ÜMİDİNE GÖRE YAŞAMAK

“Vuzereguğev vukhume vuvnekhunep“

(Ümidine göre yaşarsan mahvolmazsın)

A.HAZER HIZAL

 

11 Mayıs 1918 Kuzey Kafkasya’nın 7 bölgesinin birleşerek bağımsızlık ilan ettiği tarihtir (Dağıstan, Çeçenistan, Kabartay, Osetya, Karaçay-Balkar, Adigey, Abhazya). Bu kardeş bölgeler 1917 Rus İhtilali’nin getirdiği tarihi fırsattan yararlanarak geleceklerini kurma iradesi göstermiş, ilk iş olarak Osmanlı Devleti’ne elçi heyeti göndermişlerdi. Rus imparatorluğunun zapt ettiği ve baskı altına aldığı milletler, Kafkas kavimleri, Gürcistan, Azerbaycan, Ukrayna, Polonya, Baltık milletleri, Finlandiya, Kazan ve Kırım Tatarları, İdil-Ural kavimleri, Başkurtlar, Orta-Asya’nın Kazak, Kırgız, Özbek, Türkmen ve Tacikleri, Uygurlar, Sibirya’nın Türk kavimleri hepsi kıpır kıpır hareketlenmişti.

Bolşevizm vaatleri ile herkese ümit dağıtmıştı: Köylülere ekmek, barış, özgürlük; mahkûm milletlere istiklâl ve istikbal vaat etmişti. Keşke bunlar gerçek olsaydı. İnsanlar bunalmıştı. İnanmaya susamışlardı. Emekçilerin istismar edilmediği, herkesin hak ettiğini aldığı adil bir düzen ümit ediyorlardı.

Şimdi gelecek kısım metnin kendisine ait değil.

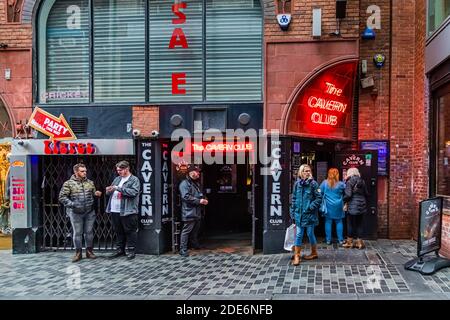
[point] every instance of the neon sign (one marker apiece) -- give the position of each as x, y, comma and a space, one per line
222, 147
324, 106
57, 147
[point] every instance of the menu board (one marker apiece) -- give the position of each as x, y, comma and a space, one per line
383, 154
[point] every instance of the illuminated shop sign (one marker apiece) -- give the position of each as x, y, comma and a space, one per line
323, 108
57, 147
222, 147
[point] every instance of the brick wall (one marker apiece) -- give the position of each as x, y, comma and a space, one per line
373, 122
16, 93
401, 200
301, 24
420, 156
146, 119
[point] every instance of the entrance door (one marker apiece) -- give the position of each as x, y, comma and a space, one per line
228, 220
367, 164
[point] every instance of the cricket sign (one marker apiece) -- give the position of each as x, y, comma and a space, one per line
56, 128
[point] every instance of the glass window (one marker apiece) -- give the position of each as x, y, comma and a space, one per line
119, 50
64, 52
181, 65
198, 51
233, 50
438, 11
443, 149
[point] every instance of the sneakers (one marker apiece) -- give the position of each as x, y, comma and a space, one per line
131, 254
78, 256
90, 254
184, 253
118, 253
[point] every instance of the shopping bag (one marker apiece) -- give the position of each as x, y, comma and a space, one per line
289, 239
323, 207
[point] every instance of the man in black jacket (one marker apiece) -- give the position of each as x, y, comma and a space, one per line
191, 209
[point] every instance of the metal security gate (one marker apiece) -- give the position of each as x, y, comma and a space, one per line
55, 170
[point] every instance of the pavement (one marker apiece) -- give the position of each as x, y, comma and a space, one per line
374, 273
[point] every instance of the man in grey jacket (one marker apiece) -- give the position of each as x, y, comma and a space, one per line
123, 206
77, 195
191, 209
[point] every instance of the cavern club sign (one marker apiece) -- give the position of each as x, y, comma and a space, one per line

Bolşevikler iktidarı ele geçirmek için halkların en kutsal değerlerini bile istismar etmekten çekinmediler. Aşağıdaki beyannameleri dikkat çekicidir:

“Rusya ve Doğunun tüm emekçilerine!

Arkadaşlar, Kardeşler!

Camileri, minberleri, inanç ve örf-adetleri Rus Çarları ve zorbaları tarafından hiçe sayılıp ayakaltında ezilen sizler!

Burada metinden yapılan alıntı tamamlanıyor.